Sekiranya kekosongan hukum benar-benar terjadi, pemilihan untuk mengisi sekitar 200 kepala daerah yang akan habis masa jabatan pada 2015 tak bisa dilakukan. Dengan terjadi kekosongan itu, semua posisi yang habis masa jabatannya itu akan ditentukan oleh pemerintah pusat. Artinya, jika menggunakan argumentasi obyektif, menolak Perppu No 1/2014 sama saja membiarkan pemerintah Jokowi-JK menentukan semua kepala daerah yang akan habis pada 2015.
Revisi terbatas
Dengan dukungan hampir semua kekuatan politik, diharapkan proses persetujuan Perppu No 1/2014 tidak melewati jalan berliku. Sekalipun pembahasannya menyerupai proses pembahasan RUU biasa, pembentuk UU tak dapat melakukan perubahan terhadap substansi perppu. Memakai logika Pasal 22 UUD 1945, yang bisa diperdebatkan hanya kebenaran alasan subyektif presiden menerbitkan perppu.

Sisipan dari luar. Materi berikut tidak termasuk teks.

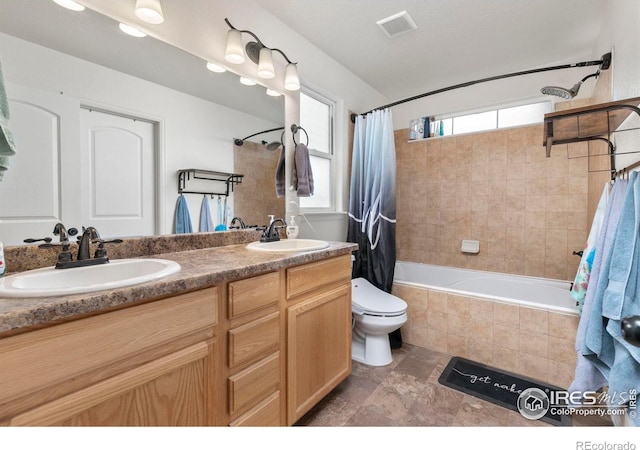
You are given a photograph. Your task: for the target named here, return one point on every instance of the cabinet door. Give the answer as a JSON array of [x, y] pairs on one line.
[[167, 392], [319, 348]]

Karena tak terbuka ruang untuk memperdebatkan substansi Perppu No 1/2014 dan mayoritas parpol akan mendukung, seharusnya pembahasan berlangsung cepat dan singkat. Bilamana bisa berlangsung lebih cepat, kita masih punya waktu melakukan beberapa revisi terhadap materi UU dari Perppu No 1/2014 yang dianggap masih perlu perbaikan.

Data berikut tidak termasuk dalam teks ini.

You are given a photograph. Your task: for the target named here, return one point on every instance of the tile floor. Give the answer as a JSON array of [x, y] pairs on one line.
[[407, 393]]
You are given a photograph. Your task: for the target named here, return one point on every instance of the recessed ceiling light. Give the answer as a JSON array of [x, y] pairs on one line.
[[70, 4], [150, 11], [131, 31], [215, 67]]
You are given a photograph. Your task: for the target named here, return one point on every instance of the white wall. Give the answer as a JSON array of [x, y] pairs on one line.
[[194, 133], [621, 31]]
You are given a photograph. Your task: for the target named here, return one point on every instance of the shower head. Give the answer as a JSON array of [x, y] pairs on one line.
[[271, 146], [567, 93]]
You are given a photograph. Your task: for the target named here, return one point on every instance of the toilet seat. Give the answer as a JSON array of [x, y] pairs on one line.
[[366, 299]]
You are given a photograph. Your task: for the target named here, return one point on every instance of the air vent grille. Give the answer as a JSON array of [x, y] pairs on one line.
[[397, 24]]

Salah satu isu yang dirasa perlu diperbaiki ihwal penyelesaian sengketa pemilihan (electoral dispute resolution). Setelah Mahkamah Konstitusi menyatakan tak berwenang lagi menyelesaikan perselisihan hasil pilkada, pembentuk UU mengembalikan penyelesaian ke Mahkamah Agung. Padahal, dalam desain electoral dispute resolution, pengadilan hanya salah satu jalan menyelesaikan perselisihan pemilu. Di Thailand, misalnya, komisi pemilihan umum memiliki wewenang menyelesaikan sengketa tertentu, termasuk mendiskualifikasi calon yang melanggar.

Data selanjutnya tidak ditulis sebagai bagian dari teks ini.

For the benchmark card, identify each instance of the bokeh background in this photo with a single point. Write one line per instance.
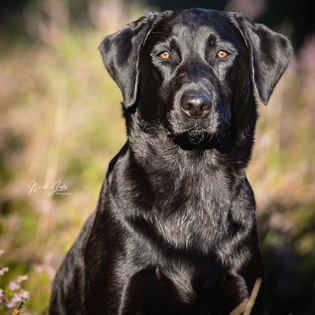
(60, 119)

Isu lain menyangkut uji publik terhadap calon kepala daerah yang diajukan parpol. Gagasan ini menarik, tetapi akan jauh lebih bermakna jika parpol yang dipaksa melakukan proses penentuan calon yang terbuka dan transparan. Misalnya, cara yang paling mungkin dilakukan adalah semacam konvensi di internal parpol. Langkah ini perlu dilakukan agar calon tidak lahir melalui proses oligarki parpol. Kalau gagasan ini hendak direalisasaikan, parpol yang tak melakukan proses terbuka dan partisipatif dibatalkan hak pengajuan calonnya oleh Komisi Pemilihan Umum.
Dengan terbukanya ruang melakukan revisi terbatas setelah menjadi UU, kabar gembira bagi kita tidak hanya sebatas lolosnya Perppu No 1/2014 dari hadangan DPR, tetapi juga menunggu kabar gembira berikutnya demi menghadirkan pemilihan kepala daerah yang berkualitas.